MMSE-Optimal Sequential Processing for Cell-Free Massive MIMO With Radio Stripes

TL;DR

This paper introduces an optimal sequential processing algorithm for uplink cell-free massive MIMO with radio stripes, significantly reducing fronthaul signaling while maintaining high spectral efficiency and low MSE.

Contribution

It develops a novel uplink sequential processing algorithm for cell-free mMIMO with radio stripes, proven to be optimal in spectral efficiency and MSE, and analyzes its fronthaul requirements.

Findings

Algorithm achieves optimal spectral efficiency and MSE.

Significantly reduces fronthaul signaling compared to sub-optimal methods.

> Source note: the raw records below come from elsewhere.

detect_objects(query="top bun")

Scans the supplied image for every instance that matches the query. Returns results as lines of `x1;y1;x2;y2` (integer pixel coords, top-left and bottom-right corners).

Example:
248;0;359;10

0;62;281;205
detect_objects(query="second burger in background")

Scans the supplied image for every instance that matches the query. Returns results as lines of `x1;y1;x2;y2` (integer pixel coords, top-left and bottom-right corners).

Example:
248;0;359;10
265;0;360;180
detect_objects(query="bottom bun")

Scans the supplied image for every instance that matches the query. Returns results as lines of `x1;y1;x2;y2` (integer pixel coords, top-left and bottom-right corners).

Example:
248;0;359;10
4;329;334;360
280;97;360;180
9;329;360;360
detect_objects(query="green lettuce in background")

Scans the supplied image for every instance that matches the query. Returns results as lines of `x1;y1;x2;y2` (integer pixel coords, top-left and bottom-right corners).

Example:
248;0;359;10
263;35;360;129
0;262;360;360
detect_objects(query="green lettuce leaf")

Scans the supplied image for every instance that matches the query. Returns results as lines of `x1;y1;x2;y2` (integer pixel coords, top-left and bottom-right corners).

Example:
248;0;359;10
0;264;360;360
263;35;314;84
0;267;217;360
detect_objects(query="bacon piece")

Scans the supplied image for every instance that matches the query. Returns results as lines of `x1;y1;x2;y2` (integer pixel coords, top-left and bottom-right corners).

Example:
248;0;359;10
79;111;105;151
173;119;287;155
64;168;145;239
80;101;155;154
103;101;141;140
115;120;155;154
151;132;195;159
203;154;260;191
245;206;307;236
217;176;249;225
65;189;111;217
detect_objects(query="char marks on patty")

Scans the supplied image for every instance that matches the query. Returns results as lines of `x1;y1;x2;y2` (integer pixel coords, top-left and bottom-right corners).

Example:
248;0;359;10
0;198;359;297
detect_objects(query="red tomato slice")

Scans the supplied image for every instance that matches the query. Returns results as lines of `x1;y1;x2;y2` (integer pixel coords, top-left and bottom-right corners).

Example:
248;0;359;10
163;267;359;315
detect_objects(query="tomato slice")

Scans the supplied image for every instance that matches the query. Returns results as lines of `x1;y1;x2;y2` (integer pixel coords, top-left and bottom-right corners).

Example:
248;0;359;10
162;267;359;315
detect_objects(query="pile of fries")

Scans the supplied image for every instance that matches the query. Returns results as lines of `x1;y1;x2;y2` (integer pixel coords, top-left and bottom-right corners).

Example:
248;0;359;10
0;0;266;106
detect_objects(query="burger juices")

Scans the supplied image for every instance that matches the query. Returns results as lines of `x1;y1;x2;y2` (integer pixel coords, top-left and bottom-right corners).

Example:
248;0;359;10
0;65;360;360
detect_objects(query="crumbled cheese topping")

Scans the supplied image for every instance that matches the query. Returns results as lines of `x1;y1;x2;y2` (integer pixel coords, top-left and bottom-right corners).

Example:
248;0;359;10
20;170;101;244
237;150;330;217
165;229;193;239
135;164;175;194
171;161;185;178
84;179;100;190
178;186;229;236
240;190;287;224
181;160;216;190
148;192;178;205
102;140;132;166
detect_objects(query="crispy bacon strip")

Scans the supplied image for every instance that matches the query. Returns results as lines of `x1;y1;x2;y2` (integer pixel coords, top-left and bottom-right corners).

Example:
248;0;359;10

Maintains high communication performance with reduced signaling overhead.

Abstract

Cell-free massive multiple-input-multiple-output (mMIMO) is an emerging technology for beyond 5G with its promising features such as higher spectral efficiency and superior spatial diversity as compared to conventional multiple-input-multiple-output (MIMO) technology. The main working principle of cell-free mMIMO is that many distributed access points (APs) cooperate simultaneously to serve all the users within the network without creating cell boundaries. This paper considers the uplink of a cell-free mMIMO system utilizing the radio stripe network architecture with a sequential fronthaul between the APs. A novel uplink sequential processing algorithm is developed which is proved to be optimal in both the maximum spectral efficiency (SE) and the minimum mean square error (MSE) sense. A detailed quantitative analysis of the fronthaul requirement or signaling of the proposed algorithm and its comparison with competing sub-optimal algorithms is provided. Key conclusions and implications are summarized in the form of corollaries. Based on the analytical and numerical simulation results, we conclude that the proposed scheme can greatly reduce the fronthaul signaling, without compromising the communication performance.